Nos devolvieron al país de hace treinta años. La frase ha sonado en todos los tonos, con distintos énfasis y estados de ánimo desde el fatídico sábado 7 de junio pasado cuando un muchacho de 15 años disparó contra el senador Miguel Uribe Turbay y lo dejó entre la vida y la muerte.
La frase completa es “Petro nos devolvió treinta años”, y puede ser verdad, pero es una verdad parcial. La verdad es que entre el uribismo, o sea la fuerza que simboliza la ultraderecha y sus derechas cómplices, y el petrismo, o sea las alas más radicales de la izquierda junto a otros sectores oportunistas también de la derecha convencional, entre esos dos bandos nos devolvieron no treinta ni cuarenta sino setenta y ochenta años hacia el pasado.

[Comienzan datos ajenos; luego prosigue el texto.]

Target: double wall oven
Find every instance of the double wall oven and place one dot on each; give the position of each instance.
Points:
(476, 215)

Lo que vivimos hoy guarda grandes similitudes con la confrontación virulenta que libraron liberales y conservadores desde los años cuarenta hasta la mitad de los cincuenta, que generó una profunda división social, una crispación de ánimos a menudo desbordada en violencia, en asesinatos y desplazamientos, un rotundo desencuentro de visiones y objetivos comunes, lo cual nos atrasó con respecto a otras naciones que sí consiguieron montarse en los procesos mundiales del desarrollo, la tecnología y la prosperidad, con sus Estados de bienestar.
Recordaba Antonio Caballero, en su libro “Historia de Colombia y sus oligarquías”, que en esos tiempos se impuso la imposibilidad filosófica de poder dialogar con el otro bando y gestionar diferencias y conflictos a través del diálogo y la consideración radical de ser enemigos irreconciliables. Y en las derivaciones más perversas, la creencia en un derecho legítimo de extinguir al otro. Aquello terminó en sangre en las zonas rurales, con miles de muertos por razones políticas.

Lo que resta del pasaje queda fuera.